Use ideal class group to find all integer solutions to the equation $$x^3=y^2+200$$
My approach: Observe that $\mathbb{Z}[\sqrt-2]$ is the field of integers in the ring $\mathbb{Q}(\sqrt -2).$ Factorize the RHS of the equation to get $$(y-10\sqrt-2)(y+10\sqrt-2)$$ Thus we can consider the equation as an equality of $\textbf{principal ideals}$:$$(x^3)=(y-10\sqrt-2)(y+10\sqrt-2)$$
If we can show the principal ideals $(y-10\sqrt-2)$ and $(y+10\sqrt-2)$ are coprime, then by the unique factorisation of ideals in a Dedekind domain to to get $$(y+10\sqrt-2)=I^3$$ for some ideal $I$ in $\mathbb{Z}[\sqrt-2]$. In other words $I$ has order dividing $3$ in the ideal class group, moreover,by the order of the ideal class group of $\mathbb{Z}[-\sqrt2]$ is 1 to get $I$ is principal.

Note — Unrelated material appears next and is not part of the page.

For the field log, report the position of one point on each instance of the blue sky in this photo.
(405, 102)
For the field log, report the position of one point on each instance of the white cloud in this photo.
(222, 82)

Next is to suppose $I=(a+b\sqrt -2)$ and get $(a+b\sqrt-2)^3=y+10\sqrt-2$ for some $a,b \in \mathbb{Z}$, then one can equating coefficients and solve for $y$…
But, how to show $(y-10\sqrt-2)$ and $(y+10\sqrt-2)$ are coprime ideals? I intend to prove by contradiction: Suppose they are not coprime, then there exists a proper prime ideal $P \subset \mathbb{Z}[\sqrt-2]$ such that $P$ contains both principal ideals, it follows that $$y-10\sqrt-2, y+10\sqrt-2, 2y, 20\sqrt-2, x$$ are all in $P$, so the norm of $P$ divides the norm of each of the numbers above. Observe that $Norm(20\sqrt-2)=200=2^3*5^2$, if one can show the norm of $norm(x)=x^2$ is coprime to $200$ then we reach a contradiction.. But I can't do that in this case as $x$ may not be coprime to $200$? If so then how to show the two principal ideals are coprime?
Best Answer
You may be able to push this kind of argument through:
Suppose 5 divides both $y+10\sqrt{-2}$ and $y-10\sqrt{-2}$. Then $5\mid x^3$, so $5^3\mid x^3$, so $5^2$ must divide one or the other of $y\pm10\sqrt{-2}$, but neither of the numbers $(y\pm10\sqrt{-2})/25$ is in ${\bf Z}[\sqrt{-2}]$. Hence, 5 is not a common divisor.